Así que cayó y siguió cantando. Y siguió sonriendo en las entrevistas mientras por dentro se rompía un poco más cada vez. ¿Cuántas veces viste tus señales de maltrato a lo largo de esos años? más de las que me gustaría admitir. Y aquí es donde tengo que ser honesta contigo, porque parte de lo que cargo dentro tiene que ver con mi propio silencio. Yo era la asistenta.
Veía cosas que no debía ver. Escuchaba conversaciones que no me correspondían escuchar y aprendí, como aprenden todas las mujeres que trabajan en casas ajenas, a mirar para otro lado cuando convenía. Hubo otra noche, unos años después de la primera, en que escuché gritos desde el dormitorio. Gritos de él, no de ella.
María casi nunca gritaba en esos momentos, según me contó después. Se quedaba callada, esperando a que pasara la tormenta, porque había aprendido que defenderse solo empeoraba las cosas. Esa noche, cuando él salió del dormitorio y se fue de la casa dando un portazo, entré a ver cómo estaba ella. La encontré sentada en el suelo con la espalda apoyada en la cama mirando al vacío.
Le pregunté si quería que llamara a alguien, a su hermana, a una amiga, a quien fuera, me dijo que no, que aquello era cosa suya y de Pepe, que no quería que nadie más se metiera. Pero lo que pasó esa misma semana fue lo que de verdad me dejó sin palabras. Y eso te lo cuento más adelante, porque tiene que ver directamente con la razón por la que finalmente, después de tantos años, María encontró la fuerza para terminar con todo.
¿Hubo algún momento en que María intentó dejarlo de verdad antes del divorcio final? Sí, y esto es algo que muy poca gente conoce. Hubo, al menos que yo recuerde, tres intentos serios de separación a lo largo de esos 22 años. El primero fue muy pronto. Apenas dos años después de la boda, María hizo las maletas.
Se fue a casa de su hermana durante casi un mes y Pepe la convenció de volver con promesas, con regalos, con esa actuación suya de hombre arrepentido que también sabía hacer. El segundo intento fue después del nacimiento de su hijo Alejandro. pensó que con un hijo en común las cosas cambiarían, que él se volvería más responsable, más cuidadoso.

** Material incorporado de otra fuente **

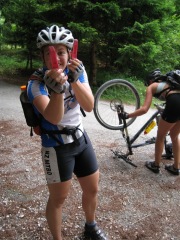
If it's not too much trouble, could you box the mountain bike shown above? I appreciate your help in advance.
[94,79,173,167]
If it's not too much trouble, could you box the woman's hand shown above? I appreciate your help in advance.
[67,58,84,83]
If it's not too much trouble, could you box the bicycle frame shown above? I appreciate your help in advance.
[112,104,172,167]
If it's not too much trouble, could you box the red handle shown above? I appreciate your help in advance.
[71,39,78,59]
[49,46,59,69]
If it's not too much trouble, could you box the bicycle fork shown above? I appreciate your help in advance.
[112,105,137,167]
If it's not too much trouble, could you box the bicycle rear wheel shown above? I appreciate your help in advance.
[94,79,140,130]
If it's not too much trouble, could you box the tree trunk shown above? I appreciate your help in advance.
[89,42,97,86]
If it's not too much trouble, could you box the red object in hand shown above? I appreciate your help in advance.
[49,46,59,69]
[71,39,78,59]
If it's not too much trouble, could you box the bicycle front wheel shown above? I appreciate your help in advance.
[94,79,140,130]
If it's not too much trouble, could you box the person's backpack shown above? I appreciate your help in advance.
[20,86,40,136]
[20,82,86,137]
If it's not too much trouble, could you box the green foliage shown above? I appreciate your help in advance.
[0,0,180,85]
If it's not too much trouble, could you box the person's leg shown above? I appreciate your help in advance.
[46,180,71,240]
[170,121,180,169]
[78,171,99,223]
[155,118,175,166]
[145,118,175,173]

Y durante un tiempo pareció que sí, pero la rueda volvió a girar. El tercer intento, el definitivo, fue después de la muerte de su hija Rocío en un accidente de tráfico en 1985. Esa tragedia destrozó a María de una manera que yo nunca había visto antes en ella. Y curiosamente esa pérdida tan terrible lo que hizo fue acercarla de nuevo a Pepe en vez de separarla, porque los dos compartían ese dolor y María, en su fragilidad buscó refugio en quien tenía cerca, aunque ese refugio fuera quien le hacía daño. Esto es importante
y lo vas a entender mejor cuando lleguemos al final de esta historia. La muerte de Rocío fue el punto de inflexión que retrasó años el final de aquel matrimonio. Y también fue de alguna manera retorcida lo que finalmente lo provocó. ¿Qué pasó la noche en que María encontró el bolso en el apartamento de Gran Vía? Esto sí que lo viví yo de cerca, porque fue ella quien me lo contó al día siguiente, todavía temblando.

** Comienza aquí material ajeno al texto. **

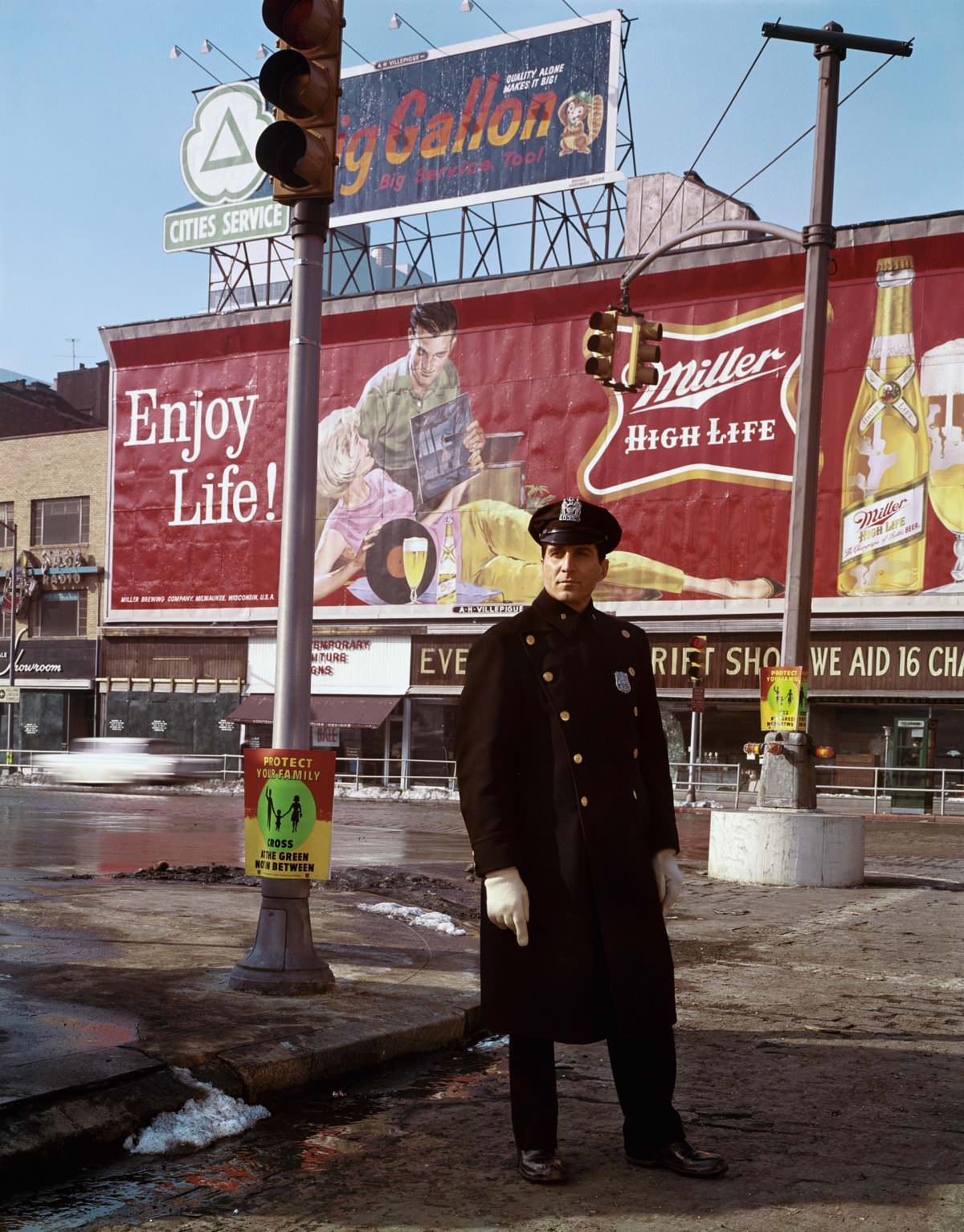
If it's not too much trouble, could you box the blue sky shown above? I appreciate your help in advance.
[0,0,964,379]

Tenían un apartamento en Gran Vía, un piso que usaban para escaparse de la vida pública cuando querían algo de intimidad. Llevaban ya 22 años casados con todo lo que eso significaba. Las tres bodas, las reconciliaciones, los golpes, los silencios. Su hijo Alejandro había crecido viendo aquella relación tóxica, sin entender del todo lo que pasaba.
Esa tarde María necesitaba recoger algo del apartamento y mandó a Alejandro, que ya era un joven, a buscarlo. Cuando el chico entró, encontró en el salón un bolso de mujer que no era de su madre y escuchó ruido en el dormitorio. María me lo contó así, con esa frase tan suya, tan directa, o estaba follando o era la señora de la limpieza.

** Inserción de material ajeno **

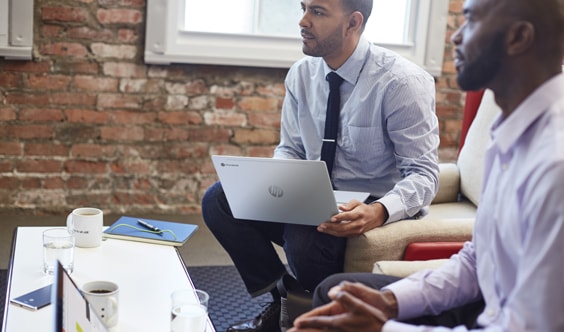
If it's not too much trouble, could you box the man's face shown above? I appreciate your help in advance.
[452,0,505,91]
[299,0,349,58]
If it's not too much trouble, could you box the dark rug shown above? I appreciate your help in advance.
[0,270,8,329]
[188,266,272,332]
[0,266,271,332]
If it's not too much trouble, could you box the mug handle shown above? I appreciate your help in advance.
[67,212,74,234]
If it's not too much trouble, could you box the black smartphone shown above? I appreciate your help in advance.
[10,285,51,310]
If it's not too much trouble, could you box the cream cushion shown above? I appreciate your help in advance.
[344,90,500,272]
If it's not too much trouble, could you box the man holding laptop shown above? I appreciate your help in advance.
[202,0,439,331]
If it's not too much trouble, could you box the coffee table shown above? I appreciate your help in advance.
[2,227,215,332]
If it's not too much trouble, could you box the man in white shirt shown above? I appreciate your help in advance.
[291,0,564,332]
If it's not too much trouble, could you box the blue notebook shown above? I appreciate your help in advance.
[103,216,198,246]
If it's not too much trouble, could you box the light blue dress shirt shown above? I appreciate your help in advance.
[383,74,564,332]
[274,39,439,222]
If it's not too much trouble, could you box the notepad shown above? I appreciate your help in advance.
[103,216,198,246]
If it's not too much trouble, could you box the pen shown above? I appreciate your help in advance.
[137,219,161,232]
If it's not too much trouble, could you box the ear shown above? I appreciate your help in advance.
[506,21,536,55]
[347,11,364,31]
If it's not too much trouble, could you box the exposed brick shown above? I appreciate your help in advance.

Y entonces, después de 22 años, después de tres bodas y tres divorcios fallidos, después de tantos golpes y tantos silencios guardados, María dijo, “Basta, pero aquí viene lo que de verdad cambia toda la historia, lo que yo nunca había contado hasta hoy.” ¿Qué fue? Lo que María me confesó años después sobre aquella noche del labio partido.

Pasaron casi 15 años desde aquella primera noche que te conté al principio. La del labio partido, la de esto no lo ha visto nadie y no lo va a ver nadie. Ya el divorcio definitivo se había producido. Ya María había cantado su famoso Se acabó delante de los periodistas a la salida de los juzgados. Ya había recuperado su peso, su sonrisa, su libertad.
Una tarde, ya cerca del final de mi tiempo, trabajando con ella, porque yo también me iba haciendo mayor y mis piernas ya no daban para tanto trajín. María me llamó a la cocina y me pidió que me sentara con ella. Eso en todos los años que llevaba en esa casa no había pasado nunca. Yo era la asistenta, no me sentaba con ella a charlar, pero esa tarde sí, me dijo, “Pilar, ¿te acuerdas de aquella noche hace años que llegué con el labio partido? Le dije que claro que me acordaba y entonces me contó algo que yo no sabía, que esa
noche no había sido la primera vez, que llevaba ya dos años aguantando aquello en silencio antes de que yo lo viera con mis propios ojos, que había aprendido a maquillarse de tal manera que nadie notara nada, ni siquiera yo, que la veía casi todos los días. Y me dijo algo más, algo que se me quedó clavado para siempre.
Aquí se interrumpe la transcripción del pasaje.